Ensemble Reinforcement Learning

7 min readApr 22, 2020

This is a series on ensemble reinforcement learning, containing four articles:

SARSA
Q-Learning
REINFORCE
Ensemble (this article)

Motivation

Ensemble learning is a method of combining multiple learning models, such as logistic regression and naive Bayes classifier, to produce a single learner to perform inference on the data. The act of aggregating predictions from multiple models is most popular in classification models and entire schemes of classification have been developed centering this idea. Most notable examples of ensemble learning concern tree-based models (Hoeting, A. J., et al, 1999), such as random forests (i.e. growing classification trees and aggregate their predictions into a single inference); bagging (i.e repeatedly drawing bootstrap samples from a set and average the predictions for all samples) or boosting (i.e. deliberately using samples that reduce the error in predictions by multiple iterations).

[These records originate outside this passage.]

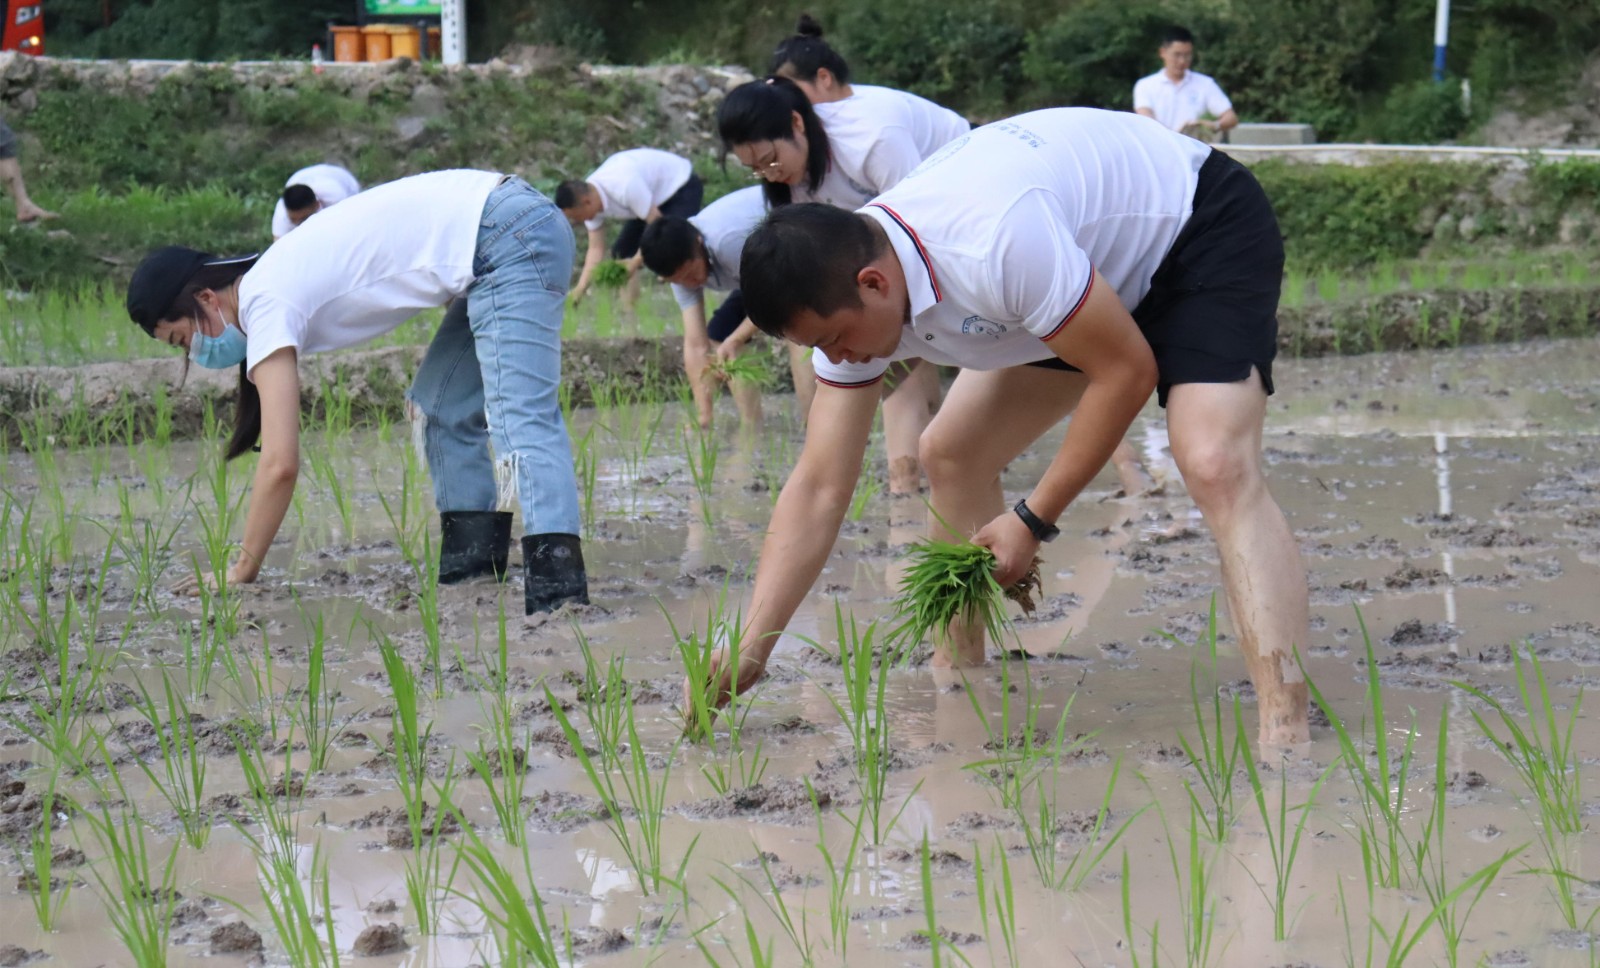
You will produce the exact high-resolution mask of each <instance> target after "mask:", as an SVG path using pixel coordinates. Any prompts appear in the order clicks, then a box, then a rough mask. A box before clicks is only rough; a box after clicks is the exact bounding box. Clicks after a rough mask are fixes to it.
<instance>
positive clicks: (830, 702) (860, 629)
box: [821, 602, 920, 845]
mask: <svg viewBox="0 0 1600 968" xmlns="http://www.w3.org/2000/svg"><path fill="white" fill-rule="evenodd" d="M834 626H835V635H837V637H835V642H837V643H838V666H840V670H842V672H843V678H845V685H843V694H845V699H843V701H840V699H838V698H837V696H835V691H834V690H821V691H822V694H824V696H827V701H829V702H830V704H832V706H834V712H837V714H838V718H840V720H842V722H843V723H845V731H846V733H850V752H851V768H853V771H854V778H856V790H858V792H859V794H861V806H862V811H864V818H866V829H867V830H869V832H870V835H872V843H874V845H878V843H883V842H885V840H886V838H888V835H890V832H891V830H893V829H894V824H896V822H898V821H899V818H901V814H902V813H906V806H907V805H909V803H910V800H912V797H915V795H917V789H912V790H910V792H909V794H907V795H906V798H904V800H901V806H899V810H896V811H894V813H893V814H891V816H886V814H885V797H886V795H888V781H890V770H891V763H893V755H894V741H893V734H891V730H890V717H888V710H886V707H885V706H886V704H885V698H886V694H888V670H890V666H893V664H894V662H896V661H898V659H899V650H898V648H896V646H894V645H890V643H880V642H878V640H877V630H878V624H877V622H875V621H874V622H867V626H866V627H864V629H862V627H861V626H859V624H858V622H856V616H854V614H851V616H850V619H848V622H846V619H845V610H843V606H842V605H838V603H837V602H835V603H834ZM918 787H920V784H918Z"/></svg>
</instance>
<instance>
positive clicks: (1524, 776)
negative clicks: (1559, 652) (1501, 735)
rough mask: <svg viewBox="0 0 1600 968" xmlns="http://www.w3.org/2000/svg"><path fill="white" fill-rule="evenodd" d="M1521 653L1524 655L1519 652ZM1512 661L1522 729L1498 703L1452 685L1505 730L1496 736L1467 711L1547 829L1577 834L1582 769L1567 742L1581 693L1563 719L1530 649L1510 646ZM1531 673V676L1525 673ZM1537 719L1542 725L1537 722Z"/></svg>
mask: <svg viewBox="0 0 1600 968" xmlns="http://www.w3.org/2000/svg"><path fill="white" fill-rule="evenodd" d="M1525 651H1526V659H1523V653H1525ZM1512 661H1514V667H1515V672H1517V694H1518V698H1520V699H1522V706H1523V709H1526V710H1528V726H1526V728H1523V726H1522V725H1520V723H1518V720H1517V717H1514V715H1512V714H1510V712H1509V710H1507V709H1506V706H1504V704H1501V702H1499V701H1498V699H1494V698H1493V696H1490V694H1488V693H1485V691H1483V690H1480V688H1478V686H1474V685H1470V683H1466V682H1454V683H1451V685H1454V686H1456V688H1459V690H1462V691H1464V693H1467V694H1469V696H1472V698H1475V699H1478V701H1480V702H1483V704H1485V706H1488V707H1490V709H1491V710H1494V718H1498V720H1499V725H1501V726H1502V728H1504V730H1506V738H1504V739H1502V738H1501V736H1499V734H1498V733H1496V731H1494V728H1493V725H1491V723H1490V720H1488V718H1485V717H1483V715H1482V714H1480V712H1478V710H1475V709H1474V710H1472V722H1474V723H1477V726H1478V731H1480V733H1483V736H1485V738H1486V739H1488V741H1490V742H1491V744H1493V746H1494V749H1498V750H1501V755H1504V757H1506V762H1507V763H1510V766H1512V770H1514V771H1515V773H1517V776H1518V779H1522V782H1523V786H1525V787H1528V794H1531V795H1533V800H1534V806H1536V808H1538V813H1539V819H1541V821H1542V822H1544V824H1546V826H1547V827H1550V829H1554V830H1558V832H1562V834H1578V832H1581V830H1582V829H1584V819H1582V808H1584V803H1582V771H1581V770H1579V768H1578V750H1576V747H1574V744H1573V730H1574V728H1576V725H1578V718H1579V714H1581V710H1582V702H1584V694H1582V690H1579V691H1578V698H1576V699H1574V701H1573V704H1571V709H1568V712H1566V723H1565V725H1563V723H1562V717H1560V715H1558V714H1557V709H1555V704H1554V702H1552V699H1550V686H1549V682H1547V680H1546V678H1544V666H1542V664H1541V662H1539V656H1536V654H1534V653H1533V651H1531V650H1512ZM1530 672H1531V675H1530ZM1541 720H1542V725H1541Z"/></svg>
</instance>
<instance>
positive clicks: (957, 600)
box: [891, 539, 1038, 648]
mask: <svg viewBox="0 0 1600 968" xmlns="http://www.w3.org/2000/svg"><path fill="white" fill-rule="evenodd" d="M906 557H907V558H909V560H910V565H909V566H907V568H906V576H904V578H902V579H901V587H899V595H898V600H896V611H894V616H896V618H898V619H899V621H901V624H899V626H898V627H896V629H894V630H893V632H891V637H893V638H894V640H896V642H904V643H906V645H907V646H914V645H917V643H918V642H922V640H923V638H930V637H931V638H933V642H934V646H936V648H954V642H952V638H950V637H952V635H954V630H952V629H950V624H952V622H960V624H962V626H966V627H976V629H981V630H982V632H986V634H987V635H989V642H994V643H998V642H1002V640H1003V638H1005V634H1006V629H1008V624H1010V622H1008V619H1006V613H1005V605H1003V602H1005V598H1006V589H1002V587H1000V582H997V581H995V576H994V566H995V557H994V552H990V550H989V549H986V547H978V546H976V544H971V542H960V544H957V542H950V541H936V539H926V541H918V542H917V544H914V546H912V549H910V550H909V552H906ZM1037 568H1038V566H1037V563H1035V566H1034V571H1037ZM1027 581H1029V578H1024V579H1022V582H1019V584H1026V582H1027ZM1034 581H1035V587H1037V578H1035V579H1034ZM1030 605H1032V602H1030V600H1029V605H1024V608H1026V610H1030Z"/></svg>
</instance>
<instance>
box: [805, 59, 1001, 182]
mask: <svg viewBox="0 0 1600 968" xmlns="http://www.w3.org/2000/svg"><path fill="white" fill-rule="evenodd" d="M814 110H816V117H818V120H821V122H822V130H824V131H827V146H829V155H830V158H829V170H827V176H826V178H824V179H822V184H821V186H818V190H816V192H808V190H805V187H803V186H800V187H795V190H794V200H795V202H824V203H827V205H834V206H837V208H851V210H854V208H861V206H862V205H866V203H867V202H870V200H872V198H875V197H878V195H882V194H883V192H886V190H890V189H893V187H894V186H898V184H899V181H901V179H902V178H906V174H909V173H910V170H912V168H915V166H917V165H920V163H922V160H923V158H926V157H928V155H931V154H933V152H936V150H939V149H941V147H944V146H946V144H949V142H950V141H955V139H957V138H960V136H962V134H966V133H968V131H970V130H971V125H968V123H966V118H963V117H962V115H958V114H955V112H954V110H950V109H947V107H941V106H938V104H934V102H933V101H928V99H926V98H918V96H917V94H912V93H909V91H896V90H894V88H878V86H874V85H851V96H850V98H845V99H843V101H830V102H826V104H818V106H816V107H814Z"/></svg>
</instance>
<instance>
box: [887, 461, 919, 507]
mask: <svg viewBox="0 0 1600 968" xmlns="http://www.w3.org/2000/svg"><path fill="white" fill-rule="evenodd" d="M918 493H922V462H920V461H918V459H917V458H894V461H891V462H890V494H891V496H894V498H902V496H909V494H918Z"/></svg>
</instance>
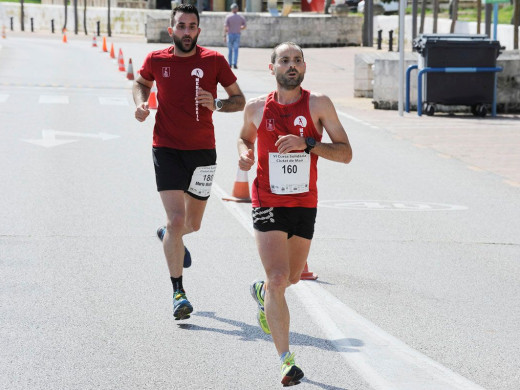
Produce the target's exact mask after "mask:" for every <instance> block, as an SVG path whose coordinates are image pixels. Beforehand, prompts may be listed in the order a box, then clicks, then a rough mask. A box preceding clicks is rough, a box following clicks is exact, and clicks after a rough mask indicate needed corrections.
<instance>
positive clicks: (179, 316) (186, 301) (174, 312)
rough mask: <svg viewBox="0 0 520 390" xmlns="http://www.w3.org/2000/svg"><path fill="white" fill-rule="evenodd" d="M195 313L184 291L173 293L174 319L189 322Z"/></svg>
mask: <svg viewBox="0 0 520 390" xmlns="http://www.w3.org/2000/svg"><path fill="white" fill-rule="evenodd" d="M192 311H193V306H191V303H190V301H188V298H186V293H185V292H184V291H181V290H179V291H175V292H174V293H173V317H174V318H175V320H176V321H178V320H187V319H188V318H190V314H191V312H192Z"/></svg>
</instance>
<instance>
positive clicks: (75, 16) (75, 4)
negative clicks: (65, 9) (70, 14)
mask: <svg viewBox="0 0 520 390" xmlns="http://www.w3.org/2000/svg"><path fill="white" fill-rule="evenodd" d="M73 4H74V34H76V35H78V0H73Z"/></svg>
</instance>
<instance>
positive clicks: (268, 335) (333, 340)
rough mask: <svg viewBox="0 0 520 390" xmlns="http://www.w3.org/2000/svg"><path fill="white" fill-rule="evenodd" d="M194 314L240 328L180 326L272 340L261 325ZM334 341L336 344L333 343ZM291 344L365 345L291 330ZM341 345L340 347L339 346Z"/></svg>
mask: <svg viewBox="0 0 520 390" xmlns="http://www.w3.org/2000/svg"><path fill="white" fill-rule="evenodd" d="M193 315H194V316H200V317H206V318H211V319H213V320H217V321H220V322H223V323H225V324H229V325H233V326H235V327H237V328H239V329H236V330H227V329H219V328H210V327H206V326H199V325H195V324H179V328H181V329H186V330H203V331H208V332H216V333H220V334H225V335H228V336H236V337H240V338H241V340H243V341H255V340H266V341H271V336H269V335H266V334H264V333H263V332H262V330H261V329H260V327H259V326H256V325H249V324H246V323H245V322H241V321H235V320H229V319H227V318H224V317H219V316H217V315H215V312H212V311H199V312H196V313H193ZM333 343H334V344H333ZM291 344H292V345H300V346H309V347H315V348H320V349H323V350H326V351H338V352H359V348H360V347H362V346H363V345H364V343H363V341H362V340H359V339H350V338H344V339H338V340H332V341H331V340H327V339H322V338H319V337H313V336H309V335H305V334H302V333H297V332H291ZM338 347H339V348H338Z"/></svg>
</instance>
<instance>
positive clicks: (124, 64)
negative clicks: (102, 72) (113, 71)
mask: <svg viewBox="0 0 520 390" xmlns="http://www.w3.org/2000/svg"><path fill="white" fill-rule="evenodd" d="M117 64H118V65H119V70H120V71H121V72H124V71H125V70H126V69H125V60H124V58H123V50H121V49H119V54H118V56H117Z"/></svg>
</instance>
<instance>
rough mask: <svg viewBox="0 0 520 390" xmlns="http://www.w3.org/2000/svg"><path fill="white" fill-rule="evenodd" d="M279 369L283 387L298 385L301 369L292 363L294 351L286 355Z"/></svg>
mask: <svg viewBox="0 0 520 390" xmlns="http://www.w3.org/2000/svg"><path fill="white" fill-rule="evenodd" d="M280 371H281V372H282V385H283V387H288V386H294V385H299V384H300V381H301V379H302V378H303V371H302V370H301V368H300V367H298V366H297V365H296V364H295V363H294V353H291V354H289V355H288V356H286V358H285V359H284V361H283V363H282V367H281V369H280Z"/></svg>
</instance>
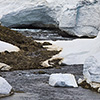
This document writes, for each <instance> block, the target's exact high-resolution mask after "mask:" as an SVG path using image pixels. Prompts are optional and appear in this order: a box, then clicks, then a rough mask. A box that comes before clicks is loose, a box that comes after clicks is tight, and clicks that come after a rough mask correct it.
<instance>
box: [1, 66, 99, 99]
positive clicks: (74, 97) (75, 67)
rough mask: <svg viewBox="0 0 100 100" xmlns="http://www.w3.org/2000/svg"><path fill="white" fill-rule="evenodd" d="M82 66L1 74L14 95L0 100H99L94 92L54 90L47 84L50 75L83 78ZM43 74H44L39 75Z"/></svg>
mask: <svg viewBox="0 0 100 100" xmlns="http://www.w3.org/2000/svg"><path fill="white" fill-rule="evenodd" d="M82 69H83V67H82V65H73V66H62V67H61V68H58V69H57V68H51V69H35V70H24V71H21V70H20V71H12V72H1V74H2V77H4V78H5V79H6V80H7V81H8V82H9V83H10V84H11V85H12V86H13V88H14V91H15V94H14V95H13V96H10V97H7V98H1V99H0V100H99V99H100V95H99V93H96V92H94V91H91V90H88V89H83V88H82V87H80V86H79V87H78V88H61V87H60V88H55V87H51V86H49V84H48V79H49V75H50V74H52V73H72V74H74V75H75V77H76V79H78V78H80V77H83V75H82ZM40 71H41V72H44V74H39V73H40Z"/></svg>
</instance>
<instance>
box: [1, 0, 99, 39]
mask: <svg viewBox="0 0 100 100" xmlns="http://www.w3.org/2000/svg"><path fill="white" fill-rule="evenodd" d="M99 5H100V1H99V0H67V1H66V0H62V1H61V0H33V1H32V0H28V1H27V0H21V1H19V0H16V1H15V0H10V1H9V0H6V1H3V0H1V1H0V7H1V8H0V21H1V23H2V25H4V26H7V27H24V28H26V27H27V28H56V27H57V28H59V29H61V30H62V31H65V32H66V34H70V35H73V36H78V37H82V36H88V37H94V36H97V34H98V32H99V30H100V18H99V16H100V6H99ZM66 34H65V33H63V34H62V35H65V36H66Z"/></svg>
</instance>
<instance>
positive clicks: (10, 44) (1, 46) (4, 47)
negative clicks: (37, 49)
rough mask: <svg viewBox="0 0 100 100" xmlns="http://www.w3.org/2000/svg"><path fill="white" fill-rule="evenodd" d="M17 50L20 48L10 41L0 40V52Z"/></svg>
mask: <svg viewBox="0 0 100 100" xmlns="http://www.w3.org/2000/svg"><path fill="white" fill-rule="evenodd" d="M4 51H7V52H18V51H20V49H19V48H18V47H17V46H14V45H12V44H10V43H7V42H3V41H0V52H4Z"/></svg>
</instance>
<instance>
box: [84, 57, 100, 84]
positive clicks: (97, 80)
mask: <svg viewBox="0 0 100 100" xmlns="http://www.w3.org/2000/svg"><path fill="white" fill-rule="evenodd" d="M83 75H84V78H85V79H86V81H87V83H90V82H97V83H100V65H99V63H98V61H97V59H96V58H95V57H94V56H90V57H88V58H87V59H86V60H85V63H84V66H83Z"/></svg>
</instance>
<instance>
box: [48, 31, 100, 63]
mask: <svg viewBox="0 0 100 100" xmlns="http://www.w3.org/2000/svg"><path fill="white" fill-rule="evenodd" d="M48 42H50V43H52V44H53V46H54V45H56V46H58V47H60V48H62V51H61V52H60V53H59V57H63V58H64V60H63V61H62V62H63V63H65V64H68V65H73V64H84V61H85V59H86V58H88V57H89V56H94V57H95V58H96V59H97V60H98V61H100V32H99V34H98V36H97V37H96V38H94V39H75V40H71V41H48ZM53 49H54V48H53ZM56 49H57V48H56ZM48 50H49V47H48ZM50 50H52V48H51V47H50Z"/></svg>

Random Forest. Source: Dimitriadis, S. I. & Liparas, D. (2018)

In practice, an ensemble usually yields better results in comparison metrics compared to any of the single models in its component (Ghimire, B., et al, 2012). Also, ensembles that are diverse in their constituents, which means that they have models different in nature (for example, a logistic regression classifier is considered quite different from a regression tree), tend to perform better than ensembles containing homogeneous components. This is probably because all models have biases and models with different working mechanisms tend to have different biases, thus when aggregate under an ensemble we can receive a cancellation effect, promoting the overall strength of the ensemble. The ensemble also has more modeling strength, since it usually combines model in non-linear fashions (like majority voting), and thus will have better performance. Another quite interesting point to make is that “random” models, when combined under the ensemble, will likely perform better than deliberate models. For example, a collection of random trees (unpruned) forming a forest will likely perform better than a collection of logistic regressors.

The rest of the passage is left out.